The diagram highlights the connectivity pattern such as how each input is connected to the output, but not the specific values taken by the weights or biases.
The inputs are $x_1, \ldots, x_d$. We refer to $d$ as the number of inputs or feature dimensionality in the input layer. The output of the network is $o_1$. Because we are just trying to predict a single numerical value, we have only one output neuron. Note that the input values are all given. There is just a single computed neuron. In summary, we can think of linear regression as a single-layer fully connected neural network. We will encounter networks with far more layers in future chapters.
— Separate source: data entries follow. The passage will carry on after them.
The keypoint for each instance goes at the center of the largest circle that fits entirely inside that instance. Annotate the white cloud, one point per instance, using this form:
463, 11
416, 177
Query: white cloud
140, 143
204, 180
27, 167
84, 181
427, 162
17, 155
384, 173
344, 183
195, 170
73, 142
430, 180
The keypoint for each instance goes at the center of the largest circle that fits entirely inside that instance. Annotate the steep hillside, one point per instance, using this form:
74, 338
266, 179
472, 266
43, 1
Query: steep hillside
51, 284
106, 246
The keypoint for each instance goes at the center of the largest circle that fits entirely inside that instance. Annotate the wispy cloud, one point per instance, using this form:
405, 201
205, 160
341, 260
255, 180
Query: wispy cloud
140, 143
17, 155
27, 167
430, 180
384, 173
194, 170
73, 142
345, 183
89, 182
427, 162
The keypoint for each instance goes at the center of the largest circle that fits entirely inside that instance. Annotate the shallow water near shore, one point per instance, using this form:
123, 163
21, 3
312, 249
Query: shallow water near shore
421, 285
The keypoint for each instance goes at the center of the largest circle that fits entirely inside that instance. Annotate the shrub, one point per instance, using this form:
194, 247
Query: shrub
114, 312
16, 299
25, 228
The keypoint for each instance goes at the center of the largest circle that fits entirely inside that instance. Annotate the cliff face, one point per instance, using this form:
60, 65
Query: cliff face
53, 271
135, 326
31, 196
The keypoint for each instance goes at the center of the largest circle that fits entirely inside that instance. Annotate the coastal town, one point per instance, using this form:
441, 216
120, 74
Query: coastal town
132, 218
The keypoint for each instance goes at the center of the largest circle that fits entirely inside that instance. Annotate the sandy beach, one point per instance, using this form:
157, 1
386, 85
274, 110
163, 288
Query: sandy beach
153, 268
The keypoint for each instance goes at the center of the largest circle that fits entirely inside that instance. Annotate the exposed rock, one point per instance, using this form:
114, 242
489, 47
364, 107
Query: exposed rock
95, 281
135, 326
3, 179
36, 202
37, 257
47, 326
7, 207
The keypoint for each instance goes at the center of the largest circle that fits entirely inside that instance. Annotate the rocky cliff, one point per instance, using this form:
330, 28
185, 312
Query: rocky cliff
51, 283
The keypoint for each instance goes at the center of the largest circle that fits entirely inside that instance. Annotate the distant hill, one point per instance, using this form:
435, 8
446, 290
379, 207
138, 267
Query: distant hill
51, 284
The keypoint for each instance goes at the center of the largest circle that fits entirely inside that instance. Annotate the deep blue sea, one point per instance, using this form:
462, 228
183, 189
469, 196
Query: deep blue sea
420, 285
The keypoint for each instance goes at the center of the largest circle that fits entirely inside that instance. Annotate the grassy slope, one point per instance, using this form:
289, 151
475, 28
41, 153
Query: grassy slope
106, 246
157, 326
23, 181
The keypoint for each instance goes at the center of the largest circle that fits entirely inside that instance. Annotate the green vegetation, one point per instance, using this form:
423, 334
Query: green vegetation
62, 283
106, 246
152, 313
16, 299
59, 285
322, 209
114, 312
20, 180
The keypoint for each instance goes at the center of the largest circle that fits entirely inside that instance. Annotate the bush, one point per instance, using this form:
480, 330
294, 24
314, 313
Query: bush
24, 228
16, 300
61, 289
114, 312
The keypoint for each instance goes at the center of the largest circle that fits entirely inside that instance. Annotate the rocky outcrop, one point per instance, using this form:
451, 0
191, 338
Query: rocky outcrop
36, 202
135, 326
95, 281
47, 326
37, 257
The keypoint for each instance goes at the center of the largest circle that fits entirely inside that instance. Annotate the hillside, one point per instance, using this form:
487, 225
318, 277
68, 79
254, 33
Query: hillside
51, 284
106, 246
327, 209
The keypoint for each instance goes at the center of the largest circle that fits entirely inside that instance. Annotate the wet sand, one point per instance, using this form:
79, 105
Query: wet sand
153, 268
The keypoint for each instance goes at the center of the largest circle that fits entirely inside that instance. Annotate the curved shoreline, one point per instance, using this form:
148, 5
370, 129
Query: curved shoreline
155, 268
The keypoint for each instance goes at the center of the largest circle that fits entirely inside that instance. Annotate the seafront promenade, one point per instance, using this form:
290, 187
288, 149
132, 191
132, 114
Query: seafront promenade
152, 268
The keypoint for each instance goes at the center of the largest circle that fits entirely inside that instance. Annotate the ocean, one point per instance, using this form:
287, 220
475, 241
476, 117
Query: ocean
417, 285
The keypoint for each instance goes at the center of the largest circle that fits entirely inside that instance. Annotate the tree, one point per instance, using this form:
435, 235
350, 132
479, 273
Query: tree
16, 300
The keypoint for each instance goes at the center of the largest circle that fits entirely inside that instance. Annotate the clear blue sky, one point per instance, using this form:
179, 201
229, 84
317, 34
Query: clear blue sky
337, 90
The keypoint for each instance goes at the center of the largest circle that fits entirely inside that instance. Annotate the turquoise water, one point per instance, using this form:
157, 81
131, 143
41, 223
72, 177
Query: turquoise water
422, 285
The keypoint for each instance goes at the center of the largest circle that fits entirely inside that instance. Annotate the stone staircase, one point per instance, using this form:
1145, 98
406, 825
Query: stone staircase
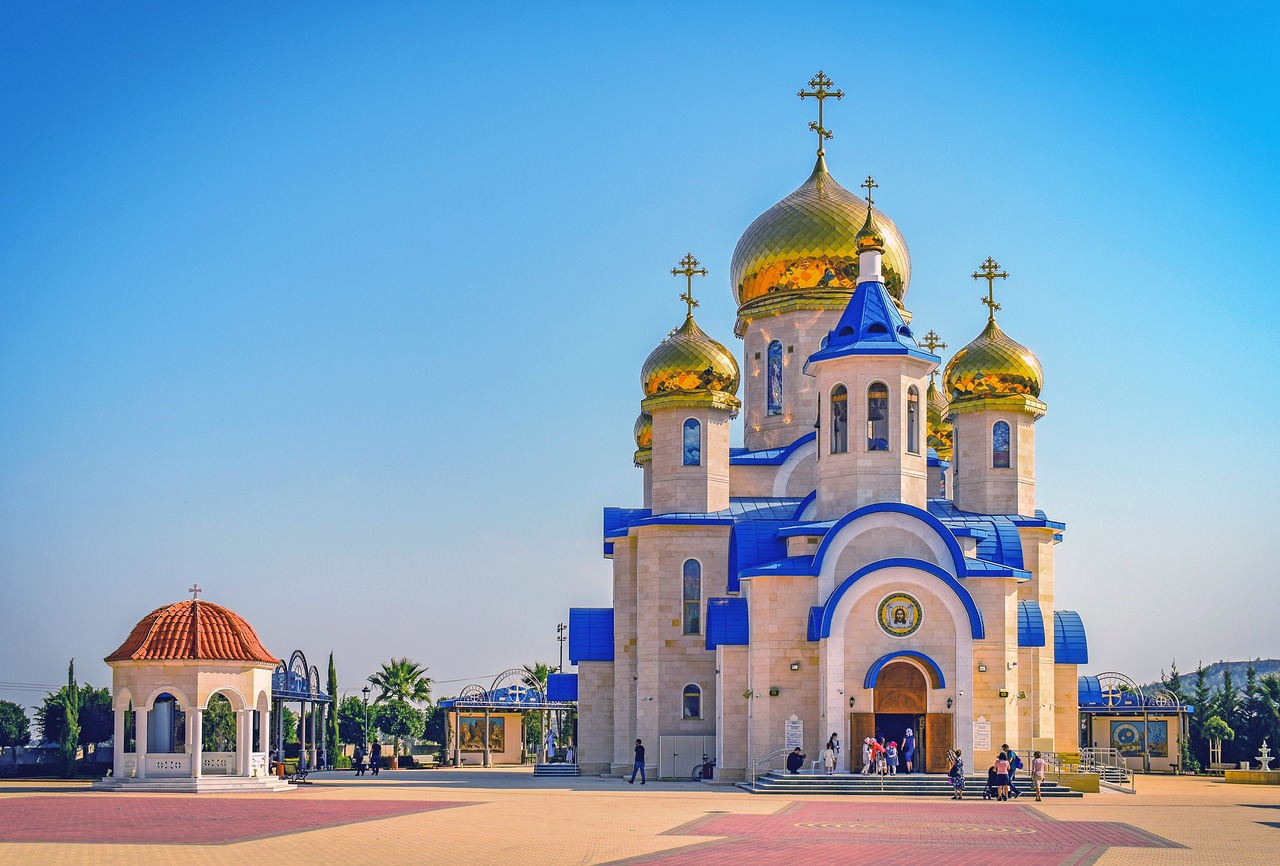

Because linear regression predates computational neuroscience, it might seem anachronistic to describe linear regression in terms of neural networks.
Nonetheless, they were a natural place to start when the cyberneticists and neurophysiologists Warren McCulloch and Walter Pitts began to develop models of artificial neurons.
Consider the cartoonish picture of a biological neuron below, consisting of:
Info $x_i$ arriving from other neurons (or sensors, e.g., retina) is received in the dendrites.
Info is weighted by synaptic weights $\beta_i$ determining the effect of the inputs
Simple linear weighting gives the result $Y = \beta_0 + \sum_{i=1}^n X_i \beta_i$.
After applying a nonlinear $\sigma$, the result $\sigma(y)$ is sent to other neurons via the axon for further processing.
Certainly, the high-level idea that many such units could be combined with the right connectivity and right learning algorithm, to produce far more interesting and complex behavior than any one neuron alone could express owes to our study of real biological neural systems.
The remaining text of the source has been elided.